Kim had a ready answer, “Nicole Kidman! What about you?”
“I have no idea. I like Lindsay Lohan.”
“They would have to lobotomise her first before she can play you,” Kim laughed, obviously enjoying the discussion. “Or maybe you should be played by a not so well-known actress. Like that girl they want to be Anastasia Steele in 50 Shades of Grey the movie? What’s her name, Dakota something?”
“Melanie Griffith’s daughter.”
They passed by a homeless person and Alice thought, so this is not so different a world from the one I left, after all.
“The big difference about New York and Manila,” she said, “is that everything here is … big. You don’t know if you want to swallow it before it can swallow you.”
Out of the blue, Kim remarked, “You miss him – Jonas.” There was no question mark after that statement.
Alice said, “Yeah, well … long distance relationships don’t work, quote unquote.”
“But it doesn’t have to be that way anymore! You can Skype or email or do Facebook or Twitter or blog or … you know, maybe even snail mail. I have an aunt who did that with her husband, a marine engineer who would be gone 10 months a year. They did snail mail for 18 years!”
“Then what happened?”
“He retired from the ship with a hefty bonus and retirement pay. And then he and my aunt went on a cruise, just the two of them. But he had a heart attack during that trip so he’s now dead.”

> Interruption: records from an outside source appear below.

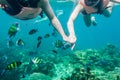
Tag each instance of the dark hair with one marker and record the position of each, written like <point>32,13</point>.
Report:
<point>90,2</point>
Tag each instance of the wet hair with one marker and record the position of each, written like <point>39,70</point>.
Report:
<point>90,2</point>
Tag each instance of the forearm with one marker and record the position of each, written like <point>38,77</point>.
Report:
<point>70,26</point>
<point>55,22</point>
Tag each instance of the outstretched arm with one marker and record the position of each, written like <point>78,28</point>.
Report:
<point>115,1</point>
<point>71,20</point>
<point>55,22</point>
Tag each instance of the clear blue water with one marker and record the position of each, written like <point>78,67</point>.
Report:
<point>107,30</point>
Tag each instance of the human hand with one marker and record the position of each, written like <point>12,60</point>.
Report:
<point>94,22</point>
<point>72,40</point>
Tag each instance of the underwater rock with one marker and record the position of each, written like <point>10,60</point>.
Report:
<point>37,76</point>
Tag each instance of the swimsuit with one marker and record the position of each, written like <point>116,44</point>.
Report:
<point>17,5</point>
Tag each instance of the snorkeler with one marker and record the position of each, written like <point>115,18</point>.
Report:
<point>14,28</point>
<point>86,8</point>
<point>29,9</point>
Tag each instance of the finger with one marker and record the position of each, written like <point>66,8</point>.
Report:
<point>72,47</point>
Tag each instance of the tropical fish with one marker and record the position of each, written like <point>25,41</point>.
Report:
<point>20,42</point>
<point>39,38</point>
<point>13,65</point>
<point>10,43</point>
<point>36,60</point>
<point>33,31</point>
<point>38,44</point>
<point>3,59</point>
<point>46,36</point>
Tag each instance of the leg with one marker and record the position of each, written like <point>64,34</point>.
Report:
<point>87,20</point>
<point>108,11</point>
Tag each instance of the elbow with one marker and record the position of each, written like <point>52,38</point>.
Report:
<point>70,22</point>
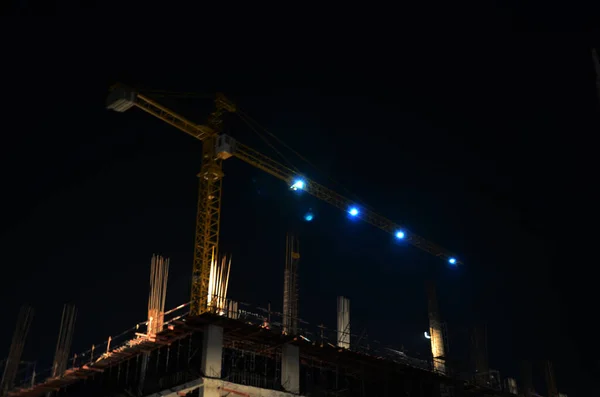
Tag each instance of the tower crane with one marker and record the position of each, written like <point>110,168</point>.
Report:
<point>217,147</point>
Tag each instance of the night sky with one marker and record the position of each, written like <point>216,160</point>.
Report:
<point>484,146</point>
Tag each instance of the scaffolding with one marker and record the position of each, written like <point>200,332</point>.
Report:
<point>290,285</point>
<point>11,366</point>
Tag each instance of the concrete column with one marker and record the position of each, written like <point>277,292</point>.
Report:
<point>290,368</point>
<point>212,351</point>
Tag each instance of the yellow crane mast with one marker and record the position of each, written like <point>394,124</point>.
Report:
<point>217,147</point>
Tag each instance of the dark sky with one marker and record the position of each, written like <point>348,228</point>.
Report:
<point>483,145</point>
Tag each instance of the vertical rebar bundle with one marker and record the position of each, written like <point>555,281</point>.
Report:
<point>16,349</point>
<point>159,274</point>
<point>290,285</point>
<point>65,338</point>
<point>218,284</point>
<point>343,322</point>
<point>435,330</point>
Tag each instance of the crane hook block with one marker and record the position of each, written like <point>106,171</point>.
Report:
<point>121,98</point>
<point>225,146</point>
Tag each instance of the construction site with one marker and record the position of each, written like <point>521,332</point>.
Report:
<point>215,346</point>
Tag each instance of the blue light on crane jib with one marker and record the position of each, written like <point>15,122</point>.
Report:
<point>298,185</point>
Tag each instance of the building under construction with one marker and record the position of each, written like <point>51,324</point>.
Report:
<point>213,346</point>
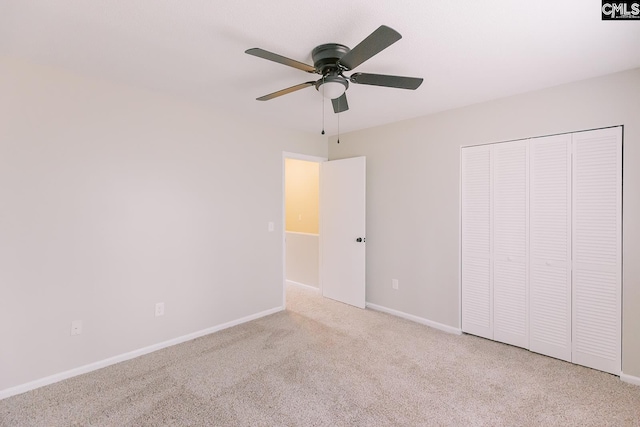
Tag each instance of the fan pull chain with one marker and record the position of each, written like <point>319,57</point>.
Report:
<point>338,121</point>
<point>322,133</point>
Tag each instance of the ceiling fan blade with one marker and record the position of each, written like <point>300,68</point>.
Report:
<point>387,81</point>
<point>340,104</point>
<point>377,41</point>
<point>265,54</point>
<point>285,91</point>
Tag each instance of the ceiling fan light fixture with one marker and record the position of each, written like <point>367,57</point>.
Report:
<point>332,87</point>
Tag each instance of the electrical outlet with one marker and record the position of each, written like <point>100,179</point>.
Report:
<point>76,327</point>
<point>160,309</point>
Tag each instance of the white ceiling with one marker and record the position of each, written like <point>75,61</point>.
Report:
<point>468,51</point>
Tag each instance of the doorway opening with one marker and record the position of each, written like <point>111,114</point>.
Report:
<point>301,208</point>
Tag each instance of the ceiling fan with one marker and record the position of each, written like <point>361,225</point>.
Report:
<point>331,60</point>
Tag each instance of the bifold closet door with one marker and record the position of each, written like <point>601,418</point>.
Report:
<point>550,246</point>
<point>510,245</point>
<point>477,316</point>
<point>597,248</point>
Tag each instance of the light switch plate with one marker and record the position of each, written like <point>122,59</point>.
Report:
<point>160,309</point>
<point>76,327</point>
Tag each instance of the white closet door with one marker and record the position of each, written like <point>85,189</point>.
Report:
<point>597,204</point>
<point>510,245</point>
<point>550,246</point>
<point>476,241</point>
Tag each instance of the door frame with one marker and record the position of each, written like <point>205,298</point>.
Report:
<point>307,158</point>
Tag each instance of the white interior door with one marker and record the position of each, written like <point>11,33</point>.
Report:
<point>477,292</point>
<point>550,250</point>
<point>510,243</point>
<point>597,248</point>
<point>342,230</point>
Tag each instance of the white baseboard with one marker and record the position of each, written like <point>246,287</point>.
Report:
<point>421,320</point>
<point>291,282</point>
<point>630,379</point>
<point>127,356</point>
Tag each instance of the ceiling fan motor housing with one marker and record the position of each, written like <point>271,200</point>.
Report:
<point>326,57</point>
<point>325,60</point>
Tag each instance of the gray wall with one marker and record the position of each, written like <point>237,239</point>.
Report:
<point>413,171</point>
<point>114,199</point>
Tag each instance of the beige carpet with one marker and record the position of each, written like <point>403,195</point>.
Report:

“Are you trying to make me feel better or worse?”
“I am just saying that for two people in love, time or distance shouldn’t matter.”
“Kim, my friend, the operative word there is ‘should’ – something completely different from ‘would’.”
“I think the two of you would end up together, no matter what,” Kim announced with conviction.
“What makes you so confident?”
“I set the two of you up. I wrote your story. I’ll be damned if it will end up to be anything less than a happy ending.”
In her heart, Alice was thinking: it could be Uncategorized.